The Cambridge Public School and High School is a historic school building constructed in 1905 in Cambridge, Wisconsin.

Cambridge's early Yankee settlers valued education, and they constructed a school in 1848. It was a one-story wooden building, with its original location unknown. In 1869 it was replaced by a two-story wooden building on the site of the current school. In 1888 it was certified a three-year "free high school."

In 1905 the old school was destroyed by fire. The school district responded quickly, commissioning the Des Moines firm of W.R. Parsons and Son to design the new school. The Chippewa Falls Construction Company won the bid, construction began in August, and the school was complete in January 1906. This building is two stories, clad in red brick, with a hip-and-deck roof. The corners of the building are decorated with dark brick quoins. The style is Georgian Revival with Romanesque Revival accents evident in the round arches and rusticated stone of the basement level. The new school featured many modern amenities, including a forced-air furnace and a ventilation system. The first floor was for elementary classes, with each room having its own small library. High school was upstairs. Despite some amenities, the building probably did not start out with running water (no toilets), and would not be wired for electricity until 1909.

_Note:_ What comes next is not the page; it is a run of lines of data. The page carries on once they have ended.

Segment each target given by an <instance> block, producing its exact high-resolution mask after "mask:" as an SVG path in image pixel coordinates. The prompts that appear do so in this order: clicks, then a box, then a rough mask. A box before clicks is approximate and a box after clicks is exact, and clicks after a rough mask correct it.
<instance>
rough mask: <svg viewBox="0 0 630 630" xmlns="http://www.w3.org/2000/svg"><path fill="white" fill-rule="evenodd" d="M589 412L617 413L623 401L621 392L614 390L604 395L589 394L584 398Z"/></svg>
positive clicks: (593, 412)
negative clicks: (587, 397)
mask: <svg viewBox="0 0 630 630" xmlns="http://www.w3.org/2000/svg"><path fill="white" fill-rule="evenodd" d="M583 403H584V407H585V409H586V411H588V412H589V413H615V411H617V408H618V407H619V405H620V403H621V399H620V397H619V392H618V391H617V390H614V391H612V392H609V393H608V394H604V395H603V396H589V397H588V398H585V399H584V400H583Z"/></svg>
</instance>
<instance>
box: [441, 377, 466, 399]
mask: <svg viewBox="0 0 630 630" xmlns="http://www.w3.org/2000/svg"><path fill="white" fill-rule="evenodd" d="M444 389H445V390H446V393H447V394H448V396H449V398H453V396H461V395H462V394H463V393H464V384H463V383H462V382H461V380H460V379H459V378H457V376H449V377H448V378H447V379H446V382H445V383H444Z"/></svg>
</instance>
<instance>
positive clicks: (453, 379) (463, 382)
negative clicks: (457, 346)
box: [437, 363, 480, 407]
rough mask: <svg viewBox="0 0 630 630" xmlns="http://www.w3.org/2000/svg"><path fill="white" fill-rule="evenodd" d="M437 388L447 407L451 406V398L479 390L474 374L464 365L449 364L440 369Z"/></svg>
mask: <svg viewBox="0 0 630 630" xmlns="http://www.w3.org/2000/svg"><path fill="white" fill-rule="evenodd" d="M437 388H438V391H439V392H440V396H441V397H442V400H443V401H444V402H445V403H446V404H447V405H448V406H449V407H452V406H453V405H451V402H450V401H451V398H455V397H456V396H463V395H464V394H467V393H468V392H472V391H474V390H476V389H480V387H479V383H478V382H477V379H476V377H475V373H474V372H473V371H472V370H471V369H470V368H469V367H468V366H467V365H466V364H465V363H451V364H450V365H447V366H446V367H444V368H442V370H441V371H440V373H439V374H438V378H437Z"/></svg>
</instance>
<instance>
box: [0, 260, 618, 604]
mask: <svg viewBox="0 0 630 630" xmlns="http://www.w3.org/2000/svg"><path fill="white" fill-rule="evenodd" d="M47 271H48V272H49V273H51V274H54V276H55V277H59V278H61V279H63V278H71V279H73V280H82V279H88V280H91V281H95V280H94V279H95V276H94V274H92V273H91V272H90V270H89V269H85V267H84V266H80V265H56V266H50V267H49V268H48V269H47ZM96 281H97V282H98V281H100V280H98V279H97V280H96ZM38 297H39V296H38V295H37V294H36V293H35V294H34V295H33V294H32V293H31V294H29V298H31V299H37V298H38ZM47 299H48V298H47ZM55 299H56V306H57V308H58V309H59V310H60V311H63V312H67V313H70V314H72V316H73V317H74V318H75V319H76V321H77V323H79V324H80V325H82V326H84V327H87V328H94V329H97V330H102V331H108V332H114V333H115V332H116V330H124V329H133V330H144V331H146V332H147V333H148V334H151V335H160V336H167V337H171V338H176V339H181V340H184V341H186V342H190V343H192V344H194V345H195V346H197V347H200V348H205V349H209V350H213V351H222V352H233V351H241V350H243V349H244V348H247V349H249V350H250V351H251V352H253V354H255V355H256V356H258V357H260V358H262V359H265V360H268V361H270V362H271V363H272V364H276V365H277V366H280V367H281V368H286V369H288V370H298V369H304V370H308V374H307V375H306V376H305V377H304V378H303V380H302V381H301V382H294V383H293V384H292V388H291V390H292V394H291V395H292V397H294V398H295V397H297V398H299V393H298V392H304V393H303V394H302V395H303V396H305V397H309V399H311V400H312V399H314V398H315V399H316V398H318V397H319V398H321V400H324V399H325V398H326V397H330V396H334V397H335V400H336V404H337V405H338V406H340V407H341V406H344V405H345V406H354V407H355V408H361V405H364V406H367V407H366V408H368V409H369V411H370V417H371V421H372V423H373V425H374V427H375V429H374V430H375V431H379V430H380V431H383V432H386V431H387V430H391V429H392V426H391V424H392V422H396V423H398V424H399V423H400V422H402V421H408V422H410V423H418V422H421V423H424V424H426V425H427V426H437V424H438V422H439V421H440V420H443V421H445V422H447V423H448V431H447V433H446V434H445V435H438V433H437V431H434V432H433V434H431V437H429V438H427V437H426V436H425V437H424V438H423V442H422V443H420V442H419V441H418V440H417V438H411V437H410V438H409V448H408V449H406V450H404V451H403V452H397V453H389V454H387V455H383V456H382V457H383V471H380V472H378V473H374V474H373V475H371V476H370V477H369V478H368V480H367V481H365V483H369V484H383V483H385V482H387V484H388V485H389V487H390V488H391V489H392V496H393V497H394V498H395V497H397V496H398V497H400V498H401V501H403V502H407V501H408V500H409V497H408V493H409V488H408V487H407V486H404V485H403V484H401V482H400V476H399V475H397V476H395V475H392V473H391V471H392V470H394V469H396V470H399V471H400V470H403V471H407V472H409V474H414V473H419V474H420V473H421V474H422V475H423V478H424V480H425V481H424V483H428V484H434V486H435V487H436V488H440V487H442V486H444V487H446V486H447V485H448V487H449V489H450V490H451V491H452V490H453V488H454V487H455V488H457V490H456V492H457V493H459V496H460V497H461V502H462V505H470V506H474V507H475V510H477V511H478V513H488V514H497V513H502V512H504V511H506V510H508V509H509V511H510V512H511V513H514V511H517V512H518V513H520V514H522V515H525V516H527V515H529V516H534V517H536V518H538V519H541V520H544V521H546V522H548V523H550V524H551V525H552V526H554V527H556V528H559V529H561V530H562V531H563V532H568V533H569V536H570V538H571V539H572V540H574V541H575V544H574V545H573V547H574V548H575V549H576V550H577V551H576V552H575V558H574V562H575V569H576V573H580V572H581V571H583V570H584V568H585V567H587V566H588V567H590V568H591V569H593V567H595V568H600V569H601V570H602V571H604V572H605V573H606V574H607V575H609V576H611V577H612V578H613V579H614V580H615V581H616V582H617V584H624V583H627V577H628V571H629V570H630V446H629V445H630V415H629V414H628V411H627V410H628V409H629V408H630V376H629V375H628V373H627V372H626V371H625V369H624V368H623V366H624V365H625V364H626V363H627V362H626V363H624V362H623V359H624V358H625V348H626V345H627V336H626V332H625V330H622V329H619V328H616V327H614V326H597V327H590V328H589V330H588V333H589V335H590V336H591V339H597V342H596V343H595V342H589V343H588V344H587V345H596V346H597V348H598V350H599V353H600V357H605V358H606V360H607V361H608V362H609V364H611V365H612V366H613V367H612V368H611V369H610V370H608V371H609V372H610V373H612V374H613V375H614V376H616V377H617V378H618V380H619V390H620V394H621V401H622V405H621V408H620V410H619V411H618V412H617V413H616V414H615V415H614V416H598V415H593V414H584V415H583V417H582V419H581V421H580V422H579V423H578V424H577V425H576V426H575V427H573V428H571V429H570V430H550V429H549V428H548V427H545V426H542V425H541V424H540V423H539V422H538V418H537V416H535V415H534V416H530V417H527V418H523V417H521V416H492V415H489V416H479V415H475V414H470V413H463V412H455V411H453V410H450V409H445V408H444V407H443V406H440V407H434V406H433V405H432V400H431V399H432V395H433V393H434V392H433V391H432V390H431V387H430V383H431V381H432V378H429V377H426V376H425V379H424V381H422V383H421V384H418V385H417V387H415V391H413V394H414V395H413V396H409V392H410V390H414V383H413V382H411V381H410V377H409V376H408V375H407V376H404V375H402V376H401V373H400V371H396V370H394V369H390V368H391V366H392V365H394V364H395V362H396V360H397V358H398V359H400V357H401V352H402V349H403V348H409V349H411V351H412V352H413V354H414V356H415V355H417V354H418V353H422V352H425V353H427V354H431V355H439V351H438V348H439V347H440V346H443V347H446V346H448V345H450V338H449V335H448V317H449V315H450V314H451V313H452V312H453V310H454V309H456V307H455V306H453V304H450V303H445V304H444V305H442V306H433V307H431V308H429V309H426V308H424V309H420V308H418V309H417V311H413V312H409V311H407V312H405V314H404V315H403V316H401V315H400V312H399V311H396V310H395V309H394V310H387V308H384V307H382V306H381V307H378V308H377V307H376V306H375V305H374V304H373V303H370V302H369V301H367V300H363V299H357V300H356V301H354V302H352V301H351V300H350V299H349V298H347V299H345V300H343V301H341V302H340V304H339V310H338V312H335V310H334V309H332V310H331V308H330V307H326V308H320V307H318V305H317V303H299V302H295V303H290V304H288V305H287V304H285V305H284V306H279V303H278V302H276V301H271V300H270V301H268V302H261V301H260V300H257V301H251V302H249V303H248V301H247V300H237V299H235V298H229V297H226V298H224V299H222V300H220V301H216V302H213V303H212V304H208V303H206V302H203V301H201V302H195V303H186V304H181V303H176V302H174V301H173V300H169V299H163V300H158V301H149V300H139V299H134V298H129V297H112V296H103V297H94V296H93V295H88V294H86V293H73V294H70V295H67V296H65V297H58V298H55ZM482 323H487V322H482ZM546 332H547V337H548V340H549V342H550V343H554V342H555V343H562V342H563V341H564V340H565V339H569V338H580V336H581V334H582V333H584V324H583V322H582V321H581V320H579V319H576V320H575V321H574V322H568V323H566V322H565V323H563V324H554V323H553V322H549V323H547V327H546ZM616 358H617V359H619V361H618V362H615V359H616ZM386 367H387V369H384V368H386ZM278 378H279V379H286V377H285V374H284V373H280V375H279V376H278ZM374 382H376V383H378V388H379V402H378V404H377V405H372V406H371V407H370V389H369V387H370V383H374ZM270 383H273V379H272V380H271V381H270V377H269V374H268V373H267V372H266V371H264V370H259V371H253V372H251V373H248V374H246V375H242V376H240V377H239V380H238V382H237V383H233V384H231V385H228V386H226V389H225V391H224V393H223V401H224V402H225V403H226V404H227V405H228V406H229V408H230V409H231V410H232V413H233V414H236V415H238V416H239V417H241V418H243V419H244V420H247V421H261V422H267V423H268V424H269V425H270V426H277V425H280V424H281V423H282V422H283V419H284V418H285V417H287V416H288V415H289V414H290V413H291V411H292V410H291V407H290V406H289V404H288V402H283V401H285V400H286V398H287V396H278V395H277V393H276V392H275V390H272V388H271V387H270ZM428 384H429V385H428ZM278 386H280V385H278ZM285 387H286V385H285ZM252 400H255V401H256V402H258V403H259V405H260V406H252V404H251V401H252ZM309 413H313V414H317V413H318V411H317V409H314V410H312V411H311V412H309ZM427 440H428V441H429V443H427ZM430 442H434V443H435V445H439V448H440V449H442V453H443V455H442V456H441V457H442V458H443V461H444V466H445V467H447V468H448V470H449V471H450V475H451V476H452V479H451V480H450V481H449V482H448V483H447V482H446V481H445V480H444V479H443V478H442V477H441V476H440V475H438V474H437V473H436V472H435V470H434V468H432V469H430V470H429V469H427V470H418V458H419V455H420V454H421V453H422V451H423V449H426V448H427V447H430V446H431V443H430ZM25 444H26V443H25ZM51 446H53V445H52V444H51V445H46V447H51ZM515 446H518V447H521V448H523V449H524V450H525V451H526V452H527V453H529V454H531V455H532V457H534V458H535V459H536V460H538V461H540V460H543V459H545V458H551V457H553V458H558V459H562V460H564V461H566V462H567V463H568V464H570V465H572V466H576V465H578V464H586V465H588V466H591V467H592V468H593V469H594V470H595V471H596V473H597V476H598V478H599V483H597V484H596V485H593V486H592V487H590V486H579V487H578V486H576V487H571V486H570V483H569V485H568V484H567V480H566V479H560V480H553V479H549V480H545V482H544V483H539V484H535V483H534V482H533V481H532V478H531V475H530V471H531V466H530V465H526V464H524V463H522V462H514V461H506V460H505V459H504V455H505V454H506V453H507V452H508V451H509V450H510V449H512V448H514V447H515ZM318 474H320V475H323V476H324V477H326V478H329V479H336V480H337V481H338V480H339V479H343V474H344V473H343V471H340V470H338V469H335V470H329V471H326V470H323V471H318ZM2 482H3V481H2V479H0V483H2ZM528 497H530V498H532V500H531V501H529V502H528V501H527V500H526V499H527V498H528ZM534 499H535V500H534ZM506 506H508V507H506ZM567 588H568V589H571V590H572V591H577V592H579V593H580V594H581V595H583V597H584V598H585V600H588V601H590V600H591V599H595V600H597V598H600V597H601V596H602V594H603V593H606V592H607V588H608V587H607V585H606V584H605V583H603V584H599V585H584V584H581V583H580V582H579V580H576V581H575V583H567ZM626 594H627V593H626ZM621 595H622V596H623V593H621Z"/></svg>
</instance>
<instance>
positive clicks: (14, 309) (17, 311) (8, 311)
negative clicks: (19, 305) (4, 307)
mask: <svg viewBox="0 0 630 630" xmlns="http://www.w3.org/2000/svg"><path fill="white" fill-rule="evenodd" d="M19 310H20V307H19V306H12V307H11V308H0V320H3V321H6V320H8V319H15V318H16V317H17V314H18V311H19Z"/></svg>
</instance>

In 1938-39 the school building underwent significant renovations and a gymnasium and auditorium were added with support of a Public Works Administration grant. The addition was designed by Alfred H. Siewert of Milwaukee. His design used glued laminated wooden arches to support the gymnasium roof, which was rather state-of-the-art for the time.

Other sections were added on in 1956, 1962 and 1990.

In the years since, the schools have been split apart and moved to different locations and this building was converted to a museum. In 1998, the building was added to the State and the National Register of Historic Places.